Talukder Md Alamin, Kazi Mohsin, Alazab Ammar
Department of Computer Science and Engineering, International University of Business Agriculture and Technology, Dhaka, Bangladesh.
Department of Pharmacognosy, College of Pharmacy, King Saud University, P.O. BOX-2457, Riyadh, 11451, Saudi Arabia.
Sci Rep. 2025 Jun 3;15(1):19495. doi: 10.1038/s41598-025-03932-6.
Drug-Target Interaction (DTI) prediction is a vital task in drug discovery, yet it faces significant challenges such as data imbalance and the complexity of biochemical representations. This study makes several contributions to address these issues, introducing a novel hybrid framework that combines advanced machine learning (ML) and deep learning (DL) techniques. The framework leverages comprehensive feature engineering, utilizing MACCS keys to extract structural drug features and amino acid/dipeptide compositions to represent target biomolecular properties. This dual feature extraction method enables a deeper understanding of chemical and biological interactions, enhancing predictive accuracy. To address data imbalance, Generative Adversarial Networks (GANs) are employed to create synthetic data for the minority class, effectively reducing false negatives and improving the sensitivity of the predictive model. The Random Forest Classifier (RFC) is utilized to make precise DTI predictions, optimized for handling high-dimensional data. The proposed framework's scalability and robustness were validated across diverse datasets, including BindingDB-Kd, BindingDB-Ki, and BindingDB-IC50. For the BindingDB-Kd dataset, the GAN+RFC model achieved remarkable performance metrics: accuracy of 97.46%, precision of 97.49%, sensitivity of 97.46%, specificity of 98.82%, F1-score of 97.46%, and ROC-AUC of 99.42%. Similarly, for the BindingDB-Ki dataset, the model attained an accuracy of 91.69%, precision of 91.74%, sensitivity of 91.69%, specificity of 93.40%, F1-score of 91.69%, and ROC-AUC of 97.32%. On the BindingDB-IC50 dataset, the model achieved an accuracy of 95.40%, precision of 95.41%, sensitivity of 95.40%, specificity of 96.42%, F1-score of 95.39%, and ROC-AUC of 98.97%. These results demonstrate the efficacy of the GAN-based approach in capturing complex patterns, significantly improving DTI prediction outcomes. In conclusion, the proposed GAN-based hybrid framework sets a new benchmark in computational drug discovery by addressing critical challenges in DTI prediction. Its robust performance, scalability, and generalizability contribute substantially to therapeutic development and pharmaceutical research.

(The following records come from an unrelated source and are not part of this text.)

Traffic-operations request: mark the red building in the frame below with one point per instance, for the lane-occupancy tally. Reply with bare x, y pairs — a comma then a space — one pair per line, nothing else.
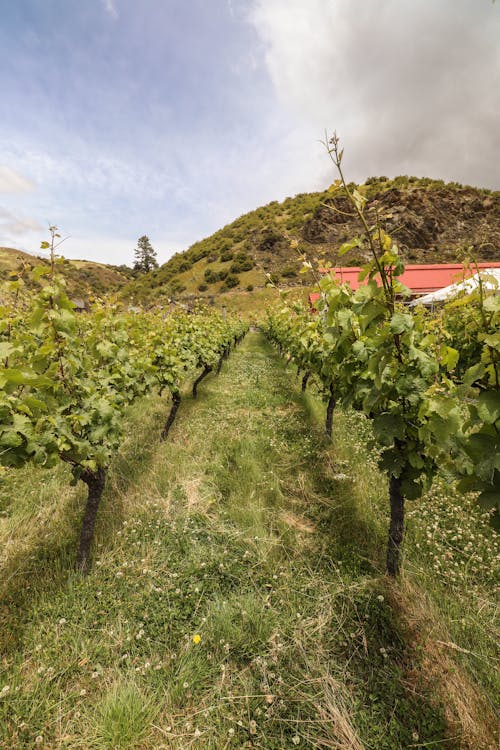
421, 279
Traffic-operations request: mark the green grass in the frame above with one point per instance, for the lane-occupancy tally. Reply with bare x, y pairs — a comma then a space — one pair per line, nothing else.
248, 530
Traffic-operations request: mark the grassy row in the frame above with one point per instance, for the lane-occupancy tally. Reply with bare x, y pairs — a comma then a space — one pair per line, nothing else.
238, 598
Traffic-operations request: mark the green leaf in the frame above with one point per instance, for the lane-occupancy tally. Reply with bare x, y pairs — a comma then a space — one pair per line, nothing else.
401, 322
488, 407
474, 373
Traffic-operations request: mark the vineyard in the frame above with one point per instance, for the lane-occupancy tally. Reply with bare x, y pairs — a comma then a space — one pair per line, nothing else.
211, 567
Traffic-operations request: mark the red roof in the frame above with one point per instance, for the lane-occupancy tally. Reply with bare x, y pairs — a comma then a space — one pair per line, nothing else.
421, 279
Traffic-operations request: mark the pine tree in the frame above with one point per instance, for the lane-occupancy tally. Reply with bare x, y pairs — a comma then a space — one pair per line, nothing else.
145, 256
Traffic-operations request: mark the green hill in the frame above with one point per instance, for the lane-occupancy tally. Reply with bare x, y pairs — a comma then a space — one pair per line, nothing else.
84, 277
432, 222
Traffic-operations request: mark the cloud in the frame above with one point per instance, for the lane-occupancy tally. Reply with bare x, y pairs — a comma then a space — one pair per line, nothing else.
411, 87
13, 182
12, 226
110, 7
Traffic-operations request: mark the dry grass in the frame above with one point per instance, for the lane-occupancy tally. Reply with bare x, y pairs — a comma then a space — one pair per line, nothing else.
470, 716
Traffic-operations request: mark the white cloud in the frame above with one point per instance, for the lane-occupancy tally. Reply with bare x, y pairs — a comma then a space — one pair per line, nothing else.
411, 87
13, 182
12, 225
110, 7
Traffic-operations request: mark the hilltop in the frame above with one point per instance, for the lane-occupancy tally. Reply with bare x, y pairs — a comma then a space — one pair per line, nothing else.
83, 277
432, 222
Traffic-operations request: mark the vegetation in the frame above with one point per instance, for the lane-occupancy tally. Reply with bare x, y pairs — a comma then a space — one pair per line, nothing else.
84, 279
145, 256
65, 382
431, 221
237, 596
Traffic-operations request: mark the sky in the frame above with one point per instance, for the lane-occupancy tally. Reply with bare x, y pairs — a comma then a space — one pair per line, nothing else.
171, 118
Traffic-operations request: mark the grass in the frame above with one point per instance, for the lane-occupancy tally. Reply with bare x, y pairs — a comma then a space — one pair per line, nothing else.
237, 597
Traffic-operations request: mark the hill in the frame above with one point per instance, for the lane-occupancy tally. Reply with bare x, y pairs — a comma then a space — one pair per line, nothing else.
84, 277
432, 222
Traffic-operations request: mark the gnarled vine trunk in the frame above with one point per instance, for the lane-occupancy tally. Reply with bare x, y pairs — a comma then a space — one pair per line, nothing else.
198, 380
396, 527
176, 400
95, 481
329, 412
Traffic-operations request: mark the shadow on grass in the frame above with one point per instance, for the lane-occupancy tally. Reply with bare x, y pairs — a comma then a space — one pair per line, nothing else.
45, 566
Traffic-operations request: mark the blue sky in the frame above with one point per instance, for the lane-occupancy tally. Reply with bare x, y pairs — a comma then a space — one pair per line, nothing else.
172, 117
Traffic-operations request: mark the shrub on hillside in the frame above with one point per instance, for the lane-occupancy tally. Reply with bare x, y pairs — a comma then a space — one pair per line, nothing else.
230, 282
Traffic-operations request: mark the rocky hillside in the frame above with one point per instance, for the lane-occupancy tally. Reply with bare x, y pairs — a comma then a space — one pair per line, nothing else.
432, 222
84, 278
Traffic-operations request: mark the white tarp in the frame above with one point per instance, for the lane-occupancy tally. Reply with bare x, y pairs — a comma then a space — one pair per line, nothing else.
490, 278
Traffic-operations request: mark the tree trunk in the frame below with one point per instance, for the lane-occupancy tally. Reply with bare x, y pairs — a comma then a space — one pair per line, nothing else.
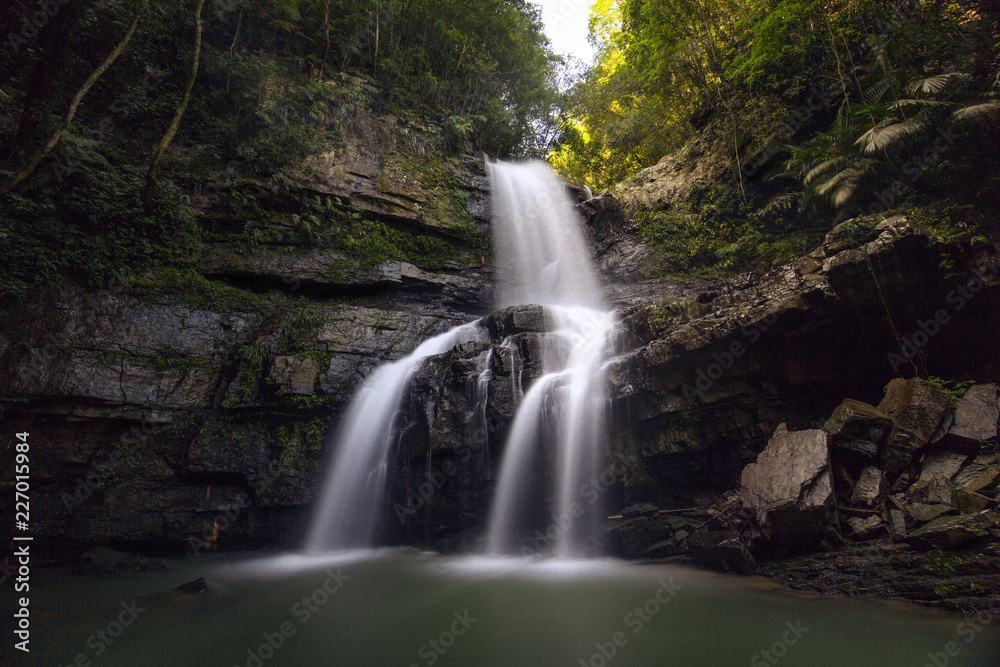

药物-靶点相互作用(DTI)预测是药物研发中的一项重要任务,但它面临着诸如数据不平衡和生化表征复杂性等重大挑战。本研究为解决这些问题做出了多项贡献,引入了一种结合先进机器学习(ML)和深度学习(DL)技术的新型混合框架。该框架利用了全面的特征工程,使用MACCS键提取药物结构特征,并使用氨基酸/二肽组成来表示靶点生物分子特性。这种双重特征提取方法能够更深入地理解化学和生物相互作用,提高预测准确性。为了解决数据不平衡问题,采用生成对抗网络(GAN)为少数类创建合成数据,有效减少假阴性并提高预测模型的敏感性。随机森林分类器(RFC)用于进行精确的DTI预测,并针对处理高维数据进行了优化。所提出框架的可扩展性和鲁棒性在包括BindingDB-Kd、BindingDB-Ki和BindingDB-IC50在内的各种数据集上得到了验证。对于BindingDB-Kd数据集,GAN+RFC模型取得了显著的性能指标:准确率为97.46%,精确率为97.49%,敏感性为97.46%,特异性为98.82%,F1分数为97.46%,ROC-AUC为99.42%。同样,对于BindingDB-Ki数据集,该模型的准确率为91.69%,精确率为91.74%,敏感性为91.69%,特异性为93.40%,F1分数为91.69%,ROC-AUC为97.32%。在BindingDB-IC50数据集上,该模型的准确率为95.40%,精确率为95.41%,敏感性为95.40%,特异性为96.42%,F1分数为95.39%,ROC-AUC为98.97%。这些结果证明了基于GAN的方法在捕捉复杂模式方面的有效性,显著改善了DTI预测结果。总之,所提出的基于GAN的混合框架通过解决DTI预测中的关键挑战,在计算药物研发中树立了新的标杆。其强大的性能、可扩展性和通用性对治疗开发和药物研究做出了重大贡献。